After listening to Democratic rhetoric on transparency in government during the 2006 and 2008 campaigns, Speaker Pelosi’s reasoning for blocking Skype is difficult to understand.  It is precisely this kind of obtuse and hypocritical reasoning that earns Congress a 20% approval rating.

The accessibility Skype provides could lead to greater clarity and dialogue between citizens and their government. I am in full support of making Congress and its proceedings more transparent, which is why I am a co-sponsor of House Resolution 554, which requires legislation to be posted on the internet 72 hours before the House votes on it.  Such a law would prevent the absurdity of a situation like this from rising again. 

House Republicans aren’t done yet, however. Last week, House Republican Leader John Boehner, Rep. Aaron Schock and I webcast on UStream our meeting with organizations like the National Association of Manufacturers, the U.S. Chamber of Commerce and the National Federation of Independent Businesses—groups that represent over 4.5 million employers.  While listening to people seems a novel idea in Washington today, House Republicans heard suggestions from businesses large and small on what policies would enable them to hire more workers and expand operations.
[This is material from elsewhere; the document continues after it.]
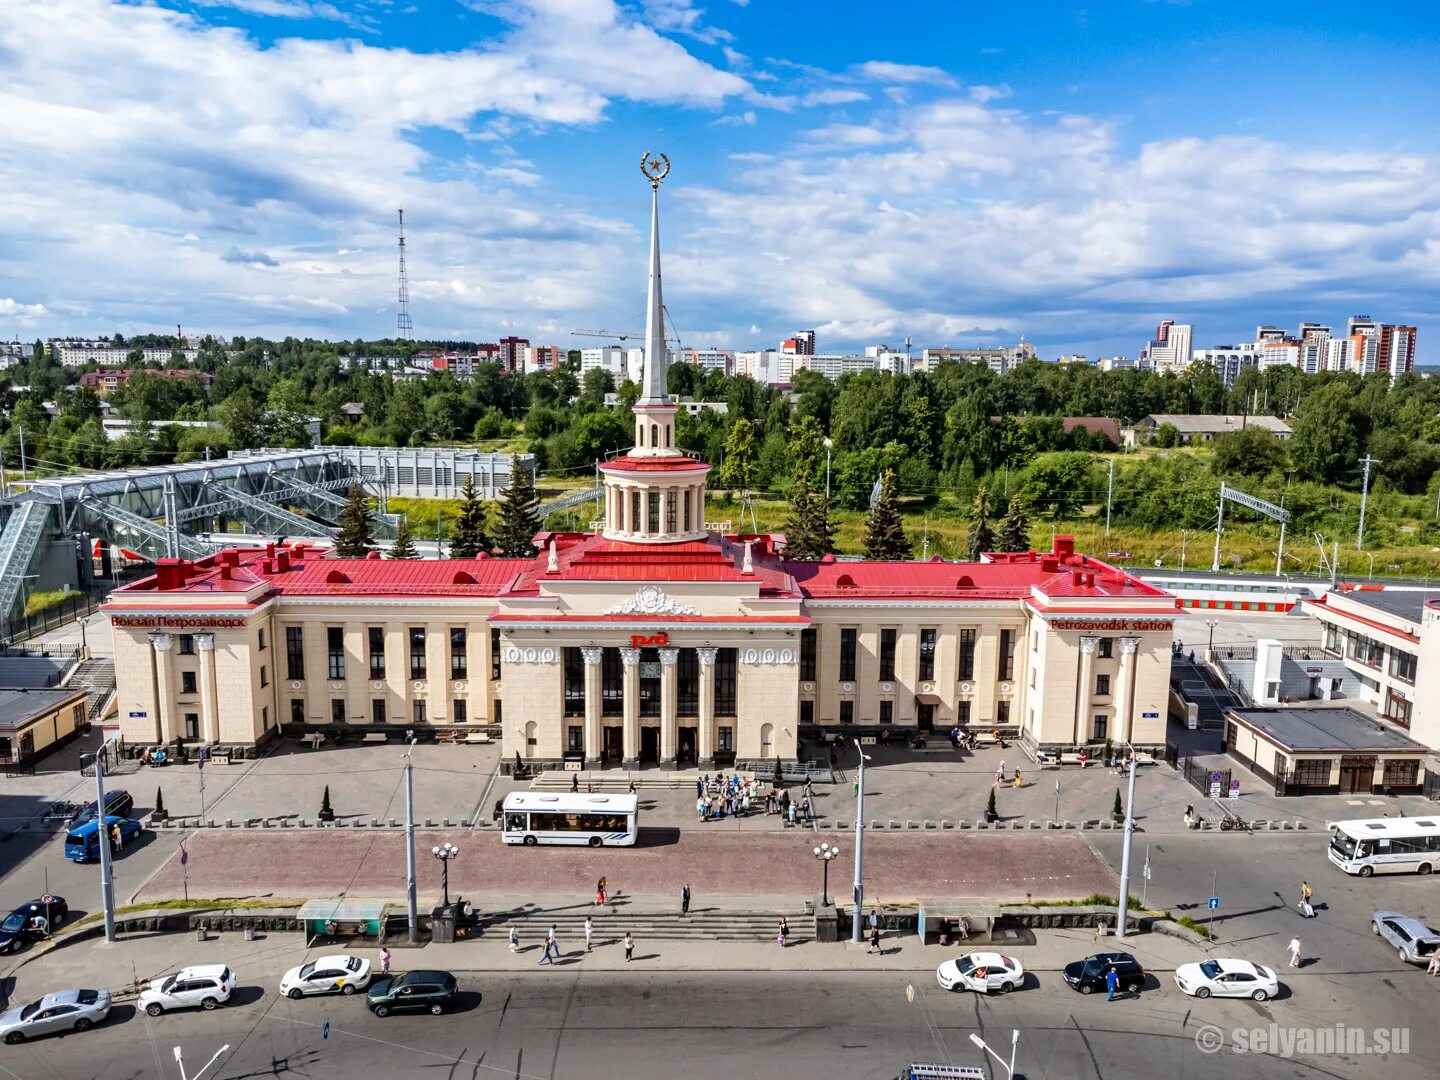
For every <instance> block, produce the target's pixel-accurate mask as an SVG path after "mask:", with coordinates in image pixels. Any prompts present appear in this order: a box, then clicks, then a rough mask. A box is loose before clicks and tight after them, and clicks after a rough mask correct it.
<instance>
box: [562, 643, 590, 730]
mask: <svg viewBox="0 0 1440 1080" xmlns="http://www.w3.org/2000/svg"><path fill="white" fill-rule="evenodd" d="M562 657H563V658H564V660H563V664H562V668H563V672H564V714H566V716H585V654H582V652H580V649H577V648H566V649H563V651H562Z"/></svg>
You can make your voice heard on the effort to allow Skype in the House and enhance the national conversation we’re having on so many issues today: go to Americaspeakingout.com to vote and comment on the issue.  Republicans are trying to make the political process more transparent by using proven and affordable technology.  It’s my hope that Speaker Pelosi will heed the Administration’s advice and allow House Members to connect with their constituents in an affordable and convenient manner.